No company wants to go into battle with a sword but no shield. Unfortunately some of the shields look good from a distance but are made of very soft wood. Caution is necessary when suiting up. Insurance distribution is often a little sloppy in their use of popular terminology. Chronic illness riders do not pay long term care benefits! All so-called living benefit riders are not created equal. The only way to be less confused is to educate yourself as to what the rider pays, and where and when. Are there any limitations of benefit—specifically as to location of care or how the money can be spent? The confusion as to product structure will not clear up any time soon, but if we keep asking the right questions our expectations as to what we need to offer our clients and the reality of what is available can improve dramatically.
The opposite of confusion is structural clarity. Recent consumer surveys have again confirmed the size and shape of the risk itself. This sale begins and ends with an understanding of caregiving. The most definitive analysis of the problem that creates the incentive to buy was just released by The Associated Press NORC Center for Public Affairs and funded by the SCANN Foundation: “Long-Term CareGIving: The True Cost of Caring For Aging Adults.” We will never succeed without a clear perception of the reality of the problem:
Product choices are confusing and that problem will not go away overnight—although product design including clarity of cost and benefit will improve.
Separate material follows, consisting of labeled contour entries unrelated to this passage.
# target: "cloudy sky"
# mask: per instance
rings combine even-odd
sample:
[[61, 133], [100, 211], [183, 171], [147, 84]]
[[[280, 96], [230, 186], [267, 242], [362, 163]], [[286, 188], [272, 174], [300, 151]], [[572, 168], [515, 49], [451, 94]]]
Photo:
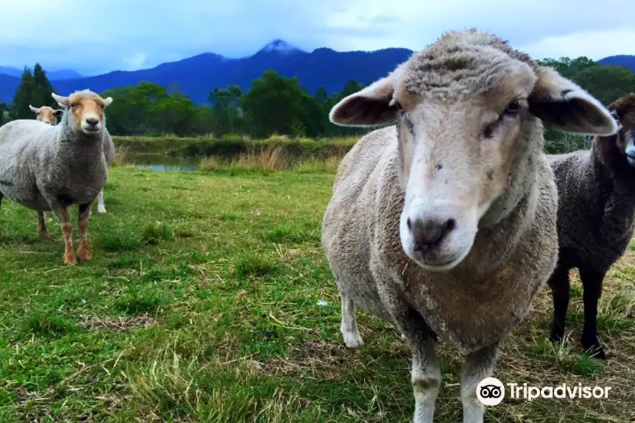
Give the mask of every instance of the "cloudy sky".
[[27, 0], [3, 1], [1, 13], [0, 66], [83, 75], [205, 51], [241, 57], [276, 38], [307, 51], [416, 50], [466, 27], [536, 59], [635, 54], [628, 0]]

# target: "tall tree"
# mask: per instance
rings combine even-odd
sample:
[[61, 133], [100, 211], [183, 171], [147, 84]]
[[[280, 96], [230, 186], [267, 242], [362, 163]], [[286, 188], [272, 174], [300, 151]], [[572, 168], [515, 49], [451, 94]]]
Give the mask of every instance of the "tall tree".
[[219, 134], [234, 133], [236, 123], [241, 118], [240, 103], [243, 90], [238, 85], [216, 88], [210, 93], [208, 99], [214, 109], [216, 131]]
[[274, 133], [294, 135], [301, 121], [302, 89], [297, 78], [289, 78], [266, 70], [253, 81], [243, 97], [246, 117], [253, 134], [266, 137]]
[[13, 97], [14, 117], [17, 119], [32, 118], [33, 112], [29, 109], [29, 104], [35, 107], [57, 106], [55, 100], [51, 97], [53, 87], [40, 63], [35, 63], [32, 73], [28, 68], [25, 67], [20, 85]]

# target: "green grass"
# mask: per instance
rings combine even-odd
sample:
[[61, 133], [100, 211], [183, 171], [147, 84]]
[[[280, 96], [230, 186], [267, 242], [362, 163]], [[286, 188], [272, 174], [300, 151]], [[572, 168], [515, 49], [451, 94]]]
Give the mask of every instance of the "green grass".
[[[351, 351], [341, 342], [338, 291], [320, 244], [334, 174], [314, 170], [113, 168], [108, 214], [90, 219], [94, 258], [74, 267], [62, 264], [51, 216], [56, 239], [41, 241], [35, 212], [5, 200], [0, 422], [410, 422], [410, 354], [399, 333], [359, 311], [365, 343]], [[570, 340], [545, 342], [545, 290], [495, 373], [538, 386], [611, 386], [609, 399], [506, 400], [488, 408], [486, 421], [632, 421], [632, 257], [605, 282], [606, 364], [580, 354], [577, 288]], [[437, 348], [435, 421], [460, 421], [463, 359]]]

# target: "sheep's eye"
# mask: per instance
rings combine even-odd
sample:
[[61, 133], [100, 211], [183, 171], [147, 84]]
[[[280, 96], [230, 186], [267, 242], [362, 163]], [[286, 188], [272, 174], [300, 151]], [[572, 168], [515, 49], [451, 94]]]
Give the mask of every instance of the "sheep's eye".
[[514, 100], [505, 107], [504, 113], [508, 115], [515, 115], [518, 114], [519, 111], [520, 111], [520, 104], [518, 100]]

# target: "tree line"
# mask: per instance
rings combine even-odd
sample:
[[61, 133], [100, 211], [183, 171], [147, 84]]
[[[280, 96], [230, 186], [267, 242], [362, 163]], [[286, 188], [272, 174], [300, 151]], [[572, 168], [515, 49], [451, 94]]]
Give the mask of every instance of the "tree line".
[[[584, 56], [547, 59], [540, 63], [571, 78], [605, 105], [635, 92], [635, 73], [629, 68], [600, 65]], [[170, 94], [166, 87], [149, 82], [99, 94], [114, 99], [108, 108], [108, 128], [115, 135], [237, 133], [255, 137], [272, 134], [320, 137], [365, 132], [328, 121], [329, 111], [337, 102], [363, 87], [349, 80], [341, 91], [332, 95], [323, 87], [311, 94], [297, 78], [286, 78], [270, 70], [255, 80], [248, 91], [243, 92], [237, 85], [217, 88], [210, 92], [208, 104], [200, 106], [180, 92]], [[32, 72], [25, 68], [12, 104], [0, 103], [1, 123], [33, 118], [30, 104], [57, 107], [52, 91], [51, 82], [40, 64]], [[552, 130], [547, 130], [547, 138], [557, 136]]]

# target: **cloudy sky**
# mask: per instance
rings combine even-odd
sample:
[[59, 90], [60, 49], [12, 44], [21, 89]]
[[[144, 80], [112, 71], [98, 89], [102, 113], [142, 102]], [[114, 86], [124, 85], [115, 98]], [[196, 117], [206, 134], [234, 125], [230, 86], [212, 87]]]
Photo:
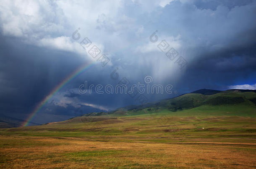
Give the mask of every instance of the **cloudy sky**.
[[47, 100], [33, 119], [43, 123], [139, 104], [78, 88], [124, 78], [146, 84], [146, 76], [172, 91], [145, 93], [147, 102], [201, 88], [256, 89], [256, 16], [253, 0], [2, 0], [0, 110], [26, 119]]

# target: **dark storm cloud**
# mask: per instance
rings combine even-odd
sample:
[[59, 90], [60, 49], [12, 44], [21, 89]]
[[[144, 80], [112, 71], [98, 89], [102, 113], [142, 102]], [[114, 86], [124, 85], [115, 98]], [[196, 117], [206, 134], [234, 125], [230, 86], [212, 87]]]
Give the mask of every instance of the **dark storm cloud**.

Just make sure you understand what the cost will be now and forever. Make certain you understand exactly what benefits will be paid when and in what form. If you cannot guarantee cost or benefit you have some serious explaining to do! What must not be confusing is the source of the motivation to buy for potential care recipients. We swim every day in an ocean of chronic risk currently in place, or pending, with strong winds and rough seas originating from the financial and emotional cost of caregiving. Frankly, there is no one else lining up to offer any form of life raft for current or future storms. Carefully examine the quality of your safety equipment and get busy lining up your clients for mandatory lifeboat drills. Confusion is its own form of cowardice.
Other than that I have no opinion on the subject.